4. Testing of IC card systems
The PBC promulgated the Technical Guidelines on the Conformity and Security Testing of Bank Card Systems of Commercial Banks (hereinafter the “Testing Guidelines”) in order to standardize and secure the bank card system in commercial banks, and required commercial banks to test newly-issued cards accordingly. The Testing Guidelines also specifies requirements for the relevant tests of IC cards. The system test of IC cards examines system function, performance, risk monitoring, security, interconnection, documentation and outsourcing management, which reviews the bank card system from both the perspective of technology and management.

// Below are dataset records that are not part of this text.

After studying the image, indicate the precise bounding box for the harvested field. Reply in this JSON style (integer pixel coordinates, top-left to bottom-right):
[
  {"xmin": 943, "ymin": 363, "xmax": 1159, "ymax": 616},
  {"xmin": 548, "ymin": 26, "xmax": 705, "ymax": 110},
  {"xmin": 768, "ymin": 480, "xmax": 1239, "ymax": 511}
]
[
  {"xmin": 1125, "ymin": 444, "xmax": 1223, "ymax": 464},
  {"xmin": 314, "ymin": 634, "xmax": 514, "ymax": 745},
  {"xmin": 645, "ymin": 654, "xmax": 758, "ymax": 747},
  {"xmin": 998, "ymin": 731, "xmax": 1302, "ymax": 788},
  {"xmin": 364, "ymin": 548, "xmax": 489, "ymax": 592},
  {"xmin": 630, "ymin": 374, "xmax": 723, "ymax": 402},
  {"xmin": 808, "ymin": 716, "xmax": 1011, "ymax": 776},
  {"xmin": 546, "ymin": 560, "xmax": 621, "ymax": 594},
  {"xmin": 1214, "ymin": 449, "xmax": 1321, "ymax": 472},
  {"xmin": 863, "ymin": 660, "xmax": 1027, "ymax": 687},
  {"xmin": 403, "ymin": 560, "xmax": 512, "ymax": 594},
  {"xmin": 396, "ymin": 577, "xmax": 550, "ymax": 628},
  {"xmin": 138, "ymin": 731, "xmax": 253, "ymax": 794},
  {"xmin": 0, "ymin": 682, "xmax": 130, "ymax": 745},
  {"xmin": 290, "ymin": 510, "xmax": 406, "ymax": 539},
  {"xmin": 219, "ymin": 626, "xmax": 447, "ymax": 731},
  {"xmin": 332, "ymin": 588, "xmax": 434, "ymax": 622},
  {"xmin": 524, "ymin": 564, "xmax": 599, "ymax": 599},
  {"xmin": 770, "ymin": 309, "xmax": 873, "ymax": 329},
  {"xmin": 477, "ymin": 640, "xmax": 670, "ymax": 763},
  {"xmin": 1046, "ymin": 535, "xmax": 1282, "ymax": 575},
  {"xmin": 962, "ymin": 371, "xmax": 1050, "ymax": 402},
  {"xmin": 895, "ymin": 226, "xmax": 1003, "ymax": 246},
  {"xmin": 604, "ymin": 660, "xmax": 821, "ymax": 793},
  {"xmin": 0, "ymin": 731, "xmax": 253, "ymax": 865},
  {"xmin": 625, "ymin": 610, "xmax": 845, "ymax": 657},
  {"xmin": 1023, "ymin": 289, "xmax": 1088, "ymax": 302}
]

Under the guidance of the PBC, the Bank Card Test Center, as a participant in drafting the Testing Guidelines, has been supporting the PBC in bank card system testing. By the end of 2010, the Bank Card Test Center has carried out tests on magnetic strip card systems of seventeen commercial banks and IC card systems of six commercial banks in total.

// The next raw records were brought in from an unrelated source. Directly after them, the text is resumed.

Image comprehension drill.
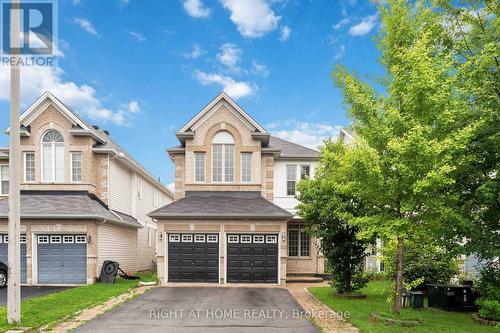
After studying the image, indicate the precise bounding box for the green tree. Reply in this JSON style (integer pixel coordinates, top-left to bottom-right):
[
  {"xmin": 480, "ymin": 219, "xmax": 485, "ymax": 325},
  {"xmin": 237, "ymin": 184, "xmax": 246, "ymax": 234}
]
[
  {"xmin": 297, "ymin": 140, "xmax": 368, "ymax": 294},
  {"xmin": 334, "ymin": 0, "xmax": 468, "ymax": 312}
]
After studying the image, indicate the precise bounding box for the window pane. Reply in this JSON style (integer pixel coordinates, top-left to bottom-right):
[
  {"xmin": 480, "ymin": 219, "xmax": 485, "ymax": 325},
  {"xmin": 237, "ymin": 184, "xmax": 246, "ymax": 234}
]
[
  {"xmin": 212, "ymin": 145, "xmax": 222, "ymax": 182},
  {"xmin": 241, "ymin": 153, "xmax": 252, "ymax": 183},
  {"xmin": 71, "ymin": 152, "xmax": 82, "ymax": 182},
  {"xmin": 24, "ymin": 153, "xmax": 35, "ymax": 182},
  {"xmin": 55, "ymin": 144, "xmax": 64, "ymax": 182},
  {"xmin": 42, "ymin": 143, "xmax": 52, "ymax": 182},
  {"xmin": 300, "ymin": 165, "xmax": 310, "ymax": 179},
  {"xmin": 300, "ymin": 230, "xmax": 310, "ymax": 257},
  {"xmin": 194, "ymin": 153, "xmax": 205, "ymax": 182},
  {"xmin": 224, "ymin": 145, "xmax": 234, "ymax": 182},
  {"xmin": 286, "ymin": 165, "xmax": 297, "ymax": 195},
  {"xmin": 288, "ymin": 229, "xmax": 299, "ymax": 257}
]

IV. Conclusion and Outlook
(I) Increasingly diversified PBOC-compliant IC card products
Figure 1: IC card related products tests made between 2008 and 2010
The promotion of the serial standards for financial IC card testing has contributed to the emergence of a large number of IC card-related products conforming to the PBOC 2.0. Take the Bank Card Test Center as an example. Figure 1 suggests that the number of tests made for IC card-related products has been increasingly growing, with a year-on-year increase of 60% in 2009 and 155% in 2010.

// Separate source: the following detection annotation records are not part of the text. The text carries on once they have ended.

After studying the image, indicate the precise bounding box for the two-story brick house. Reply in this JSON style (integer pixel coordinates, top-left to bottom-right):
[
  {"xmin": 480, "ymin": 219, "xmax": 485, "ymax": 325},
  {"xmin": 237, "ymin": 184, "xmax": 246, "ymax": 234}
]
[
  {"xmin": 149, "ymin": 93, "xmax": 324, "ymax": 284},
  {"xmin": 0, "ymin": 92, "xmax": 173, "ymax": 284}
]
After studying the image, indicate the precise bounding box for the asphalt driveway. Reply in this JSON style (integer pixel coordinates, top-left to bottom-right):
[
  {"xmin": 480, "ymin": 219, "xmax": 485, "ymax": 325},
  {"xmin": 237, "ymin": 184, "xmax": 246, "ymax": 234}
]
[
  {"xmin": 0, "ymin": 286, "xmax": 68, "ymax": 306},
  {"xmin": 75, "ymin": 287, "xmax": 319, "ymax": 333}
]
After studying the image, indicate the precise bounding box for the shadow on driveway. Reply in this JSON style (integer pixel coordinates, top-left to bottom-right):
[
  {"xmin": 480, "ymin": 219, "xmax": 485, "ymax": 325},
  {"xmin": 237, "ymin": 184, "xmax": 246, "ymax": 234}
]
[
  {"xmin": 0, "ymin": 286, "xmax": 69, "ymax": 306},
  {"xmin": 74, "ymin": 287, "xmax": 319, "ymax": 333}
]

(II) The improved quality of IC card products
Under the leadership of the PBC, a full-service testing system has been established by Bank Card Test Center after over a decade’s efforts, covering the whole process from IC cards to processing terminals and onwards to IC card systems, from the bottom physical equipment and communication to the high-level applications, and from functions to basic security. The implementation of the testing standards not only improves the product quality of enterprises, but also leads the enterprises to focus on both standards and applications. The technology and standardization levels of domestic IC card products have been improved remarkably. The China UnionPay has focused on testing the physical property of cards since the UnionPay cards sampling mechanism established in 2007. The sampling results show that the average pass rate in 2008 was 60%, 76.6% in 2009 and 76.1% in 2010. The quality of bank cards is improving in general, which sets the technical foundation for the massive application of financial IC cards.